It’s finals week at my school and I’ve had several students who’ve had trouble accessing papers or projects on their U3 jump drives. It’s always U3- Store’n’Go and Toshiba and whatever other brands are used have no problems.
I know that you have to click the icon that U3 loads, but when I do that it goes into gobbledeegook or wants me to download something, which I can’t do usually because our computers are blockaded by filtering softwares. Does anybody know why U3s are so different and what to do about it?
When you put in a U3 drive, usually two drives show up in My Computer. One (the one with the U3 icon) will run the program; the other (usually one drive letter higher) should function like a regular USB drive.
So if the U3 drive is E:, you should be able to access their files from F:.
And to answer your question, U3-enabled drives are basically a way for people to carry their favorite programs along with them wherever they go. You can install things like Firefox, with your own profile and bookmarks, and bring it with you on a U3 drive to use, say, at the library. In theory anyway. In practice, I don’t know how many people actually use U3 for that purpose, as opposed to buying the cheapest USB drive they could find which just coincidentally had that fancy-schmancy U3 thing.

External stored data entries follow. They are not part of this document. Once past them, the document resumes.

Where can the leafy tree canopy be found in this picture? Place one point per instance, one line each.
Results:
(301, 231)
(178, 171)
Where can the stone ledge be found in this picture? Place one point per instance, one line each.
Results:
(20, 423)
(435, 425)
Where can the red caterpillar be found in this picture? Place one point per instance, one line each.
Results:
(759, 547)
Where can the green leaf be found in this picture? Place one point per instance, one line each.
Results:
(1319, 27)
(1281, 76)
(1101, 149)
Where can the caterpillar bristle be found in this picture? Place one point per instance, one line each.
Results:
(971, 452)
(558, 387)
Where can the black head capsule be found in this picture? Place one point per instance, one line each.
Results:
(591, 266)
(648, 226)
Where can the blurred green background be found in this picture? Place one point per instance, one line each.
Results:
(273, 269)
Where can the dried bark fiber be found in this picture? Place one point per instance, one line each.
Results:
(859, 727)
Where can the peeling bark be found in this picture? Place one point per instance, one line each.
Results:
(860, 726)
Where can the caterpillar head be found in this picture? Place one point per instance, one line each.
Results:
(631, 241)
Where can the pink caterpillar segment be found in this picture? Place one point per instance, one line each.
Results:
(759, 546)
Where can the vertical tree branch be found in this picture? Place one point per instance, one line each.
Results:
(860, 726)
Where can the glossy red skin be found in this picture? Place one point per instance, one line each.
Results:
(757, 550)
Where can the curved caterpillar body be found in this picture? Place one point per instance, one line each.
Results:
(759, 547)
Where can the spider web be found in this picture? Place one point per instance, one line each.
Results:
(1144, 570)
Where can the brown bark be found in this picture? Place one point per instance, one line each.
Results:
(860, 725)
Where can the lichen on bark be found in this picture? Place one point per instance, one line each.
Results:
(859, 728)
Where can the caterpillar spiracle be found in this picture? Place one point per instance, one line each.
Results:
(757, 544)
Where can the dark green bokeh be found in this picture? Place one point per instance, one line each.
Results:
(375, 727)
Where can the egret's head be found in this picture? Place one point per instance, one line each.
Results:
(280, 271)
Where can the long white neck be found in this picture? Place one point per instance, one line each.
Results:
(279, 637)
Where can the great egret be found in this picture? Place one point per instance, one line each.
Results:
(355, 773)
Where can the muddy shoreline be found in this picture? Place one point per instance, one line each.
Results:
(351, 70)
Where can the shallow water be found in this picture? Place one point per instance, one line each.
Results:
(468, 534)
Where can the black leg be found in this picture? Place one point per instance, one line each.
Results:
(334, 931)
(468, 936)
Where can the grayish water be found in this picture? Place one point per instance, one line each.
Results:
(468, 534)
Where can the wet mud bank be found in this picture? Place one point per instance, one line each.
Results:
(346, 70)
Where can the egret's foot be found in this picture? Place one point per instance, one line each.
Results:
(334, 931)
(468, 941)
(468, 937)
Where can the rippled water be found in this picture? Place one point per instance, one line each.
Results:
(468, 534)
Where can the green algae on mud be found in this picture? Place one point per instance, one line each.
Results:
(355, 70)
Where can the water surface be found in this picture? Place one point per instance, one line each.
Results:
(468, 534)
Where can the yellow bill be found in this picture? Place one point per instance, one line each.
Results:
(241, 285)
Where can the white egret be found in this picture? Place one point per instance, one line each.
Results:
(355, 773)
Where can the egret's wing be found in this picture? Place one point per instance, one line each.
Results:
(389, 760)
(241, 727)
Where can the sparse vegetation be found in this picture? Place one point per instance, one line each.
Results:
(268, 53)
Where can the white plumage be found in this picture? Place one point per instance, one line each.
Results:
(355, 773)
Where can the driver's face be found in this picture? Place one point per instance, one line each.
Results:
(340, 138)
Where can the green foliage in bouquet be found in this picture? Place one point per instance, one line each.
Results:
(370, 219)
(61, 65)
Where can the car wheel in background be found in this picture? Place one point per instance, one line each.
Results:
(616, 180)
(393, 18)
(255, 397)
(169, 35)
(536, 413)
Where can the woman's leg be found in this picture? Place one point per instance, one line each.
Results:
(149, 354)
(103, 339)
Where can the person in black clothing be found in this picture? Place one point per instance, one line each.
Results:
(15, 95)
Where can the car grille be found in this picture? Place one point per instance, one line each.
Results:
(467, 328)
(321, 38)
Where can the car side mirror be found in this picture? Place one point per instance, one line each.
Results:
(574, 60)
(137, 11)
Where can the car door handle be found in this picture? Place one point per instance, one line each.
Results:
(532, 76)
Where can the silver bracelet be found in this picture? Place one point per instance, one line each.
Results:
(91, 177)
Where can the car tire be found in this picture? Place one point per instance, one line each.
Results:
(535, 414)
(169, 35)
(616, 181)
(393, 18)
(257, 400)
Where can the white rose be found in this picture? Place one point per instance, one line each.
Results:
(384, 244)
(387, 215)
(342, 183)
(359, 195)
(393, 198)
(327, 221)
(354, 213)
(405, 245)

I just used the uninstaller last week, it works quickly and quietly and leaves you with a plain old normal flash drive that you can format and do with as you deem fit.
If the large data storage portion of the drive (usually the second to show up in Windows, a FAT32 partition) is going to be used repeatedly on the same machine, one idea is to assign it a unique drive letter.
The real problem with the U3 (and is a problem with many encrypting drive system) and XP/Vista is that the user requires administrative rights on the local machine.
The small executable loads a virtual disk driver to allow access the encrypted filesystem via a new disk drive letter. But this requires the user be a local admin, if the driver has not been installed previously. There is a “Driver installation elevation kit” (or something like that) that does allow non-admin users the right to have temporarily elevated privileges for driver installation, but that still requires administrator installation initially.
This causes no end of grief in corporate desktop deployments, when users expect to be able to use U3 devices that have not been approved and deployed, but do not have administrator rights to run them. This is most likely part of the problem that the OPs students have, too.